Leave it to her father's Yale-trained intellect to cut to the heart of the matter, Rebekah thought in misery.
I wanted to meet him in person.
Lord, she couldn't say that! “Er, well, I had to explain who the men were and describe them. I didn't think a note sufficient.”

      
“You didn't think at all. You never do, else you'd not be courting the ruin of your reputation this way. Of all your disgraceful escapades, this tops the list! An assignation with an Irish saloon ruffian!” Dorcas wrung her pudgy, reddened hands in agitation.

      
Ephraim regarded his younger daughter with worried perplexity. She had always been the brighter, more inquisitive child, the free spirit of the family; and she was his favorite, just as Leah was the apple of Dorcas' eye. But perhaps his wife was right and he had allowed Rebekah too much free rein over the years. This jaunt to the wrong side of the tracks could have resulted in real physical harm, not simply scandal. “Perhaps, it would be best if I talked with Rebekah in private.”

      
When the Reverend Ephraim Sinclair made a suggestion in that tone of voice, even the shrewish Dorcas knew it was advisable to assent. Huffing, she ushered Leah from the study, saying, “Do help me see to putting dinner on the table. Not that I shall be able to eat a bite, I'm that upset.”

      
Ephraim waited until they were gone, then unfolded his lanky frame from the overstuffed chair and walked around the desk. Rebekah watched him, feeling the weight of guilt fold around her like a rain-soaked woolen cloak.
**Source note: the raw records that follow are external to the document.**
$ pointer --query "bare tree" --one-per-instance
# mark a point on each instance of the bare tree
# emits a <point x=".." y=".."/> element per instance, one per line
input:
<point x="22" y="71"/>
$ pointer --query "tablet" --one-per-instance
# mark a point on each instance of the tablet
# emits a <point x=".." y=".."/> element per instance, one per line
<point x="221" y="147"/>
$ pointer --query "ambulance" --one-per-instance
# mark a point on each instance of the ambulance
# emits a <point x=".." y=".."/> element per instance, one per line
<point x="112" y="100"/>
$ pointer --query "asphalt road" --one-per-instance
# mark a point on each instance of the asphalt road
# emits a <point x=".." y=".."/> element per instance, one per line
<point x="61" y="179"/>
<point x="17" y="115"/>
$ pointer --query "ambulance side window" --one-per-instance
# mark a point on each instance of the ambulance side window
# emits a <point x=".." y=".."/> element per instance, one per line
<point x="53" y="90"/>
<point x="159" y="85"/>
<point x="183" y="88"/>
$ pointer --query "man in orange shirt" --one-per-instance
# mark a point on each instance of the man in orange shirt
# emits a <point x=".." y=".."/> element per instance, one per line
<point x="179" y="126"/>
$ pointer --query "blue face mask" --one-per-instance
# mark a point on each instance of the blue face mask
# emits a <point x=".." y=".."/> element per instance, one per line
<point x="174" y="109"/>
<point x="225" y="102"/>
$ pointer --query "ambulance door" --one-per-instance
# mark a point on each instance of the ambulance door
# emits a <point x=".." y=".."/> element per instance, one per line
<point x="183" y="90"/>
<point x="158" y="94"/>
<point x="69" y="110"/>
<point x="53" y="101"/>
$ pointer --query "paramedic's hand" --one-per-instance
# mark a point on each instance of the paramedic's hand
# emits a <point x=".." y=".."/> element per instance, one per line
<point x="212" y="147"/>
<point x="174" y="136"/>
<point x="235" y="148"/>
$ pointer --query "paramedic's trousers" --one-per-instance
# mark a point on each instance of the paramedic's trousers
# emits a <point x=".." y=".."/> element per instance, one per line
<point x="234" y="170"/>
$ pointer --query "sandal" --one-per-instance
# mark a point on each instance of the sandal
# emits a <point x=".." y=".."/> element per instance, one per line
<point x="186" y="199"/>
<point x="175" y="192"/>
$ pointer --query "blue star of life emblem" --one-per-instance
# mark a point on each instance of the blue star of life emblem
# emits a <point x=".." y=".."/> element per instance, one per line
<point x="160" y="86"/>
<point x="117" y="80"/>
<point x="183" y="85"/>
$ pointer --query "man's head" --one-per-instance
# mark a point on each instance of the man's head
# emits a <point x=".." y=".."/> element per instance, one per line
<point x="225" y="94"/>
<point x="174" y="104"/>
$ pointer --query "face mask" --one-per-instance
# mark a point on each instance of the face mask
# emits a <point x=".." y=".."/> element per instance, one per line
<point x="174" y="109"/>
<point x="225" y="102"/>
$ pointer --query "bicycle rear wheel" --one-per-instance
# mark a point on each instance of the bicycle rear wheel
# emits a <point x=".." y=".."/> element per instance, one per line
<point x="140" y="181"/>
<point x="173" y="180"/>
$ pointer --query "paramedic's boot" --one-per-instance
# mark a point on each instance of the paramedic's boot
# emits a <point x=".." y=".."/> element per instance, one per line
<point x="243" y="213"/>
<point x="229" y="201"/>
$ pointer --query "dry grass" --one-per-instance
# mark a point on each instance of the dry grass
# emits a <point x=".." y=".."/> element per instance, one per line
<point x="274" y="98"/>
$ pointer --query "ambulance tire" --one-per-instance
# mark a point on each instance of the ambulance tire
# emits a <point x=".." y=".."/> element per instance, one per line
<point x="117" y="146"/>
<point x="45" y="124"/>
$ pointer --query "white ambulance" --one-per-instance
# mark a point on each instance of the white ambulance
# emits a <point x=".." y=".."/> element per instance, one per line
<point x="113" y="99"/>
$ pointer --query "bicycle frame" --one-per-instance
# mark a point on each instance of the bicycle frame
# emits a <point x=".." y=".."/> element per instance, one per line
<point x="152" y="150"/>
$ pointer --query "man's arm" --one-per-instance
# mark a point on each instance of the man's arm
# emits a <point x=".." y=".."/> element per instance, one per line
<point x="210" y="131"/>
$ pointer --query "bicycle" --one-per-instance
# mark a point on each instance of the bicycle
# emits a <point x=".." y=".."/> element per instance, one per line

All her mother's histrionics and her sister's pious meanness did not have half the effect on her as one condemning look from her father—especially when he looked as hurt as he did now.

      
I'm sorry, Papa. Sneaking over to glitter town was a very foolish thing to do, and I offer no excuse.” Her shoulders slumped.

      
It was highly dangerous, Rebekah. There are men over there—terrible men—who could harm an innocent like you. This box fighter might well be one such despoiler.”

      
Oh, no! Rory isn't at all like that,’ Rebekah blurted out before she could stop herself. When would she ever learn to guard her tongue!

      
“Rory? You seem to have become rather taken with the young man. Is that the real reason for meeting him?” he asked, rubbing his forehead with a pale, veiny hand.

      
“No—that is, well I—I don't know.” Her face flamed as visions of Rory Madigan's lean, sweat-soaked body flashed through her mind. She could still feel the heat of his lips tingling on her fingertips. “He's not what you think—a ruffian. He's well-spoken and polite.”
Polite? A lie, Rebekah,
her conscience chastised.

      
“But he is a prizefighter, drifting from one rough saloon district to another. And an Irish immigrant, also no doubt, Catholic. Do you have any idea what these things mean, Rebekah?”